Anybody who wants to go anywhere learns to set goals, since doing so gives you a clear direction for your behavior and planning. And the best of the best learn to make SMART goals--that is, goals that are Specific, Measurable, Attainable, Relevant and Timely. These guidelines were proposed in 1981 by George Doran, Arthur Miller and James Cunningham in Management Review.
But this approach notably leans heavily on quantification. Learning to balance SMART goals with a more qualitative mindset might make the difference between going up just a level or two and being stratospherically different than your rivals.
So here are my personal recommendations for how to take SMART goals above and beyond.
1. Look at the long-term.
Some goals--making it through the commute without spilling your coffee on yourself, for example--are just fine designed for the short-term. But perhaps the most significant SMART goals are the ones that have ripple effects well into the future. So when you're selecting an objective, ask yourself how the goal is going to influence you days, weeks, months or even years out. If it's not going to have that much of an impact later, the goal might not be worth your time and effort.
2. Have a good, reliable support system at the ready.
Being able to set a specific date or look at a metric from a piece of software might let you objectively know if what you're doing is working or how far you have to go, but that's only so motivating.

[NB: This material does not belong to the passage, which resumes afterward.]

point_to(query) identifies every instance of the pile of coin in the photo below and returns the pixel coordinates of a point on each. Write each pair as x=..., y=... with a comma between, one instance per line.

You also need encouragement from others. Have people at your side who can give their interpretations to you, point out your strengths, help you overcome hurdles related to the goal and give you empathy when you feel stressed or isolated. Those individuals also can help you make sure that the goal meets SMART criteria to begin with and that you continue to adhere to those criteria over time.
3. Consider interpersonal relationships.
Just because a SMART goal is good for you doesn't mean it's going to benefit others. This doesn't mean you never should move independently for your own wellbeing if you are in a toxic situation. But think about whether the goal is going to create stress or hardships for those around you and how you can mitigate those issues proactively. A good SMART goal ideally will leave you with stronger friendships in and out of the office, rather than straining your interactions.
4. Root out potential problems.
Few things in life go off without a hitch, meaning that even SMART goals can run into kinks. Failure to consider specific problems you could encounter leaves you ill-prepared to overcome those issues and to complete your objective.
Create action plans for each anticipated hurdle, not only because it keeps you logistically moving, but also because as John Tierney and Roy Baumeister argue in Willpower: Rediscovering the Greatest Human Strength, simply having solutions at the ready can reduce your stress. This can make your experience much more enjoyable.
Know the strengths you bring to the table as you develop your solutions, and work independently or with others to gain skills or information that could benefit you on your journey. This can improve the growth you gain beyond the single SMART objective you're after.
SMART goals are intelligent in part because they bring a certain level of objectivity to what you do. But you don't have to implement them in isolation, and there's more to consider with them than check boxes. Approaching them under this broadened perspective will set you apart, no matter what the individual SMART goals you set might happen to be.